In general, SVM-RFE allows an enormous increase in the efficiency of the algorithm without a decrease of classification accuracy. Thus, the gene selection process is made much more practical in domains with a large number of features, such as gene expression data. This improvement is especially important as the number of samples available increases. The Table 1 below shows the comparative analysis of ANOVA and SVM-RFE feature selection algorithm using SVM classification algorithm to improve the performance of Colon Cancer data in microarray technology.

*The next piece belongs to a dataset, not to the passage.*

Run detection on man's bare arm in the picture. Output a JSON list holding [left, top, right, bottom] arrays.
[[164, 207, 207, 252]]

Table 1. Comparative Analysis of the Classification of One-Way-ANOVA and SVM-RFE

The performance analysis of classification using Support Vector Machine on colon cancer dataset shows that, SVM-RFE feature selection technique method achieves necessary higher value in the datasets on performance parameters such as the accuracy, timing, sensitivity, specificity, and prediction when compared to the ANOVA feature selection method. When the dataset is of high dimensional, by application of dimensionality reduction, some valuable data are considered and the accuracy of an algorithm increases by removing unnecessary data. The feature selection algorithm using ANOVA for high dimensional datasets plays an important role, it improves the performance of feature extraction methods, and SVM-RFE also enhances the classification algorithm “SVM” performance, in terms of accuracy, sensitivity, specificity and precision.

5 Conclusion

In the past few years, remarkable works have been done on the innovation of microarray, improvement as far as the execution measurements and productivity that are extraordinarily influenced by exploratory plan, activity and the data analysis forms are in trends to enhance the performance. cancer is a deadly insect comprising of various kinds. Small sample sizes of high dimensionality are main characteristics of microarray data and they are challenging data analysis criterion. The significance of classification of colon cancer into gatherings has prompted numerous researches. By examination, this study classifies a colon cancer data by using SVM on reduced dimensional data that employs RFE and ANOVA algorithms. The experiment accomplished a comparable result that shows that SVM-RFE outperforms ANOVA-SVM with 93%. Further studies should be conducted to improve performance of Machine Learning based methods by using more data and hybridized models.